Understanding the carbon (C) dynamics of an ecosystem is important for modeling C sequestration and is a critical component of efforts to determine global net primary production (NPP) incorporating both above- and below-ground elements. Within the past twenty years, the eddy covariance technique has become an accepted method for estimating carbon dioxide exchange occurring within forests. This method of investigation, however, requires a precise microclimate sensing system and must take into account major assumptions (e.g., that the forest being measured is flat and uniform and that the measurements are representing an upwind area). Our study used gas exchange measurements made on different vegetation types to estimate the above-ground carbon assimilation in a southern California forest. We also made ground-level measurements of carbon dioxide flux from the soil to compare with photosynthesis.

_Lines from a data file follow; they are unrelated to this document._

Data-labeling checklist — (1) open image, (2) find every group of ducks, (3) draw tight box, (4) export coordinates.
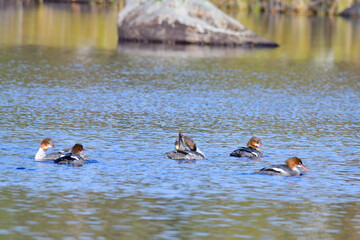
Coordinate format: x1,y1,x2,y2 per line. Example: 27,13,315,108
35,133,309,176
165,133,309,177
35,138,86,166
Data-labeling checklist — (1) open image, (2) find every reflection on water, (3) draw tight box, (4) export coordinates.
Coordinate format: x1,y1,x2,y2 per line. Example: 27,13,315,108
235,12,360,63
1,187,360,239
0,1,119,49
0,2,360,240
0,1,359,62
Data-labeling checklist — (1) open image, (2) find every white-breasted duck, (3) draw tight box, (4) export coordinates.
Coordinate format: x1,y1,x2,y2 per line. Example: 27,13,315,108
35,138,87,161
35,137,57,161
256,157,309,176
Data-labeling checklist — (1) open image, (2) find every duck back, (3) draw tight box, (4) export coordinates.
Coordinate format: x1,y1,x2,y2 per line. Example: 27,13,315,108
256,164,297,176
165,150,205,160
54,153,85,166
230,147,264,158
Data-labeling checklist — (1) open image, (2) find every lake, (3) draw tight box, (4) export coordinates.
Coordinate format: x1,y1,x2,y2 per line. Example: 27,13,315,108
0,2,359,239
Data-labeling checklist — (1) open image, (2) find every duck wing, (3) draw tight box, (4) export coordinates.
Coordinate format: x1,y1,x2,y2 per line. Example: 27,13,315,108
230,147,259,157
54,153,85,166
43,146,73,161
179,132,197,151
257,165,290,176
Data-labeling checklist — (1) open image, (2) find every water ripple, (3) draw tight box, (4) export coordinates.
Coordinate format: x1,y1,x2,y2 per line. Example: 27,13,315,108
0,46,359,239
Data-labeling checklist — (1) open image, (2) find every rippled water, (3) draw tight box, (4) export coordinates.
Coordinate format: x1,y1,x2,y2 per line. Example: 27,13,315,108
1,2,360,240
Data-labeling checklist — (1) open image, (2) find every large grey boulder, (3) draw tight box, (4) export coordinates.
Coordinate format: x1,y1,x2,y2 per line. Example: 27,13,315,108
339,4,360,18
117,0,279,47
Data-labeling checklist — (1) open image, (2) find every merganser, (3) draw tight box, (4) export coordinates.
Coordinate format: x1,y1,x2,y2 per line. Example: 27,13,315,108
256,157,309,176
54,143,85,166
35,138,87,161
35,137,57,161
165,132,206,160
230,137,265,158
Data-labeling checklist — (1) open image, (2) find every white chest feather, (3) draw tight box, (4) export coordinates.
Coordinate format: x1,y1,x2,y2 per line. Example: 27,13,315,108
35,148,46,161
292,167,300,176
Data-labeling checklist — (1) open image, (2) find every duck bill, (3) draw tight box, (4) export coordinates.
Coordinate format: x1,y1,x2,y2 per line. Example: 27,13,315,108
259,143,264,146
300,165,309,170
51,145,56,149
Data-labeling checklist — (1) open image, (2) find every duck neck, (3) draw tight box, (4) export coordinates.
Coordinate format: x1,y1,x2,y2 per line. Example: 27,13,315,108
287,162,298,171
247,143,257,150
291,167,300,175
35,148,46,161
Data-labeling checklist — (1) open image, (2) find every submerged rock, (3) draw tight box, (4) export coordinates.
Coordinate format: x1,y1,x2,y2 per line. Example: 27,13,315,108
117,0,279,47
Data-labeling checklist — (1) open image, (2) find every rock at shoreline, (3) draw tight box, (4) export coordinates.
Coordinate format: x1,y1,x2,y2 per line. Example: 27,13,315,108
117,0,279,48
339,4,360,18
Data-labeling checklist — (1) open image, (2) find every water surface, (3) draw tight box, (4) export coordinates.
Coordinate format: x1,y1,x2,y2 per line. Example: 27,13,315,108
0,2,360,239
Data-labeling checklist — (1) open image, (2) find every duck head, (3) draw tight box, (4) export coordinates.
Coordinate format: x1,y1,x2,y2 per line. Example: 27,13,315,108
71,143,84,155
40,137,56,150
247,137,263,150
285,157,309,170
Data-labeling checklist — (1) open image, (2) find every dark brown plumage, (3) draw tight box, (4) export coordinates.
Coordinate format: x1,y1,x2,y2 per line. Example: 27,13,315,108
71,143,84,154
179,132,197,151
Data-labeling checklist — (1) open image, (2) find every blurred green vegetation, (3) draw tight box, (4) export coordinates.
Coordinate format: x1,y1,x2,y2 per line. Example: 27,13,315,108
210,0,358,15
0,2,120,49
2,0,359,63
3,0,359,16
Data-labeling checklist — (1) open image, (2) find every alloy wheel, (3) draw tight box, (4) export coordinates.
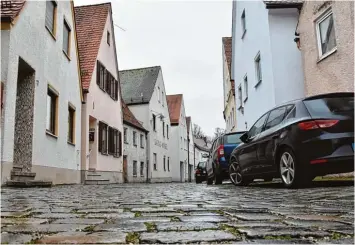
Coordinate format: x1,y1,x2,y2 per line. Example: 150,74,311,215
280,152,295,185
229,162,242,185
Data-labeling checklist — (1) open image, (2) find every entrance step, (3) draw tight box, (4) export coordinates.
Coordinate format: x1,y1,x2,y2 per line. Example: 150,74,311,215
84,179,110,185
6,180,52,188
11,171,36,181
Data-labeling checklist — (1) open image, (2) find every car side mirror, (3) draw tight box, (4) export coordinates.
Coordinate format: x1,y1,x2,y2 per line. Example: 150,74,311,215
240,132,249,143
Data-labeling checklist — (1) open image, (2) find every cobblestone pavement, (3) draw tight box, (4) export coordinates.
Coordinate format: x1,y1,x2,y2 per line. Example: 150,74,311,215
1,181,354,244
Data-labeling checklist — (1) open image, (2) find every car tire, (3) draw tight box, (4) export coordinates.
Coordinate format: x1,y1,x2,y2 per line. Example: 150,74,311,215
195,178,202,184
214,167,223,185
278,147,312,188
229,160,251,186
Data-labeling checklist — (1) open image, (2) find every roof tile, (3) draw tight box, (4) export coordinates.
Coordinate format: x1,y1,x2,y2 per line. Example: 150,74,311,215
167,94,183,125
222,37,232,76
74,3,110,91
1,0,26,21
122,100,147,132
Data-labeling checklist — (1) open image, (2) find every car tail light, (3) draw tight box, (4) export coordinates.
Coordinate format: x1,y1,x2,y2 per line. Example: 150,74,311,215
195,169,200,174
298,120,339,130
310,159,328,164
217,145,224,158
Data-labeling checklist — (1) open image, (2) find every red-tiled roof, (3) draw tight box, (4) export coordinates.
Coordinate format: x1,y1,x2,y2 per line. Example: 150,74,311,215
167,94,183,125
74,3,110,91
186,116,191,134
1,0,26,22
222,37,232,76
122,100,147,132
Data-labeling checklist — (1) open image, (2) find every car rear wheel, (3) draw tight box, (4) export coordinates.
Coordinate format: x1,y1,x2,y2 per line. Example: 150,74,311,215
279,148,311,188
214,167,223,185
229,161,251,186
206,174,213,185
195,177,202,184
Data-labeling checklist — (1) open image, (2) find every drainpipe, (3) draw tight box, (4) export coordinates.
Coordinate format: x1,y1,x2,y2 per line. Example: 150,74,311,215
145,132,149,183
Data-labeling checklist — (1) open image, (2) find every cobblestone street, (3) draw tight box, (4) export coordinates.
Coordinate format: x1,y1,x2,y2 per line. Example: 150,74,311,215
1,181,354,244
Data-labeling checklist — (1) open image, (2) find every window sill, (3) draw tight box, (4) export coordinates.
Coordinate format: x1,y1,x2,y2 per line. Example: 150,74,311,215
140,175,144,177
63,50,71,61
141,146,144,149
133,144,137,147
113,155,120,158
133,175,137,178
46,131,58,139
317,48,337,63
237,105,243,110
241,29,247,39
254,80,262,88
45,26,56,41
124,141,129,144
67,141,75,146
100,152,108,156
244,97,248,103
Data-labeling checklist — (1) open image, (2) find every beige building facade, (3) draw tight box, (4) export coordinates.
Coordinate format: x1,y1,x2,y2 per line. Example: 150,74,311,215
296,1,354,96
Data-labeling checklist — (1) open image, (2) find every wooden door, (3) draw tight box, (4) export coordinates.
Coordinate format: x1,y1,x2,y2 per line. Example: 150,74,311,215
123,156,128,183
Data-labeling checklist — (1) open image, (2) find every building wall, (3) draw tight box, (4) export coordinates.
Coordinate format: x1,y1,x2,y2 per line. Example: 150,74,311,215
187,120,195,181
123,124,147,183
297,1,354,96
268,9,305,105
128,70,171,183
82,11,123,176
233,0,275,131
170,125,180,182
1,1,82,184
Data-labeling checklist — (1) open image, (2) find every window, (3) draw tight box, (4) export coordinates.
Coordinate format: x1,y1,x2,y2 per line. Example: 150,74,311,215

We calculated the leaf area index for the forest and determined that this was mostly accounted for by manzanita (26%), cedar (18%), pine (41%) and oak (15%) trees. Light response and A-Ci curves were parameterized to model photosynthesis on a daily basis together with the environmental inputs of photosynthetically active radiation (PAR), soil moisture, and air temperature.
Results/Conclusions
Based on the different vegetation groups, carbon assimilation was found to be 3.3 and 3.1 mmol/m2-s for the summer and winter respectively. The soil flux rates were comparable at 1-3 mmol/m2-s. Continuously measured PAR (2006-present) was used to model photosynthesis on a monthly basis. When this was compared with soil flux measurements, net assimilation was positive indicating this southern California forest is currently acting as a carbon sink. Shifts in temperature and precipitation regimes will likely change the direction of this process. This method of estimating carbon assimilation represents a lower cost alternative to the standard eddy covariance technique.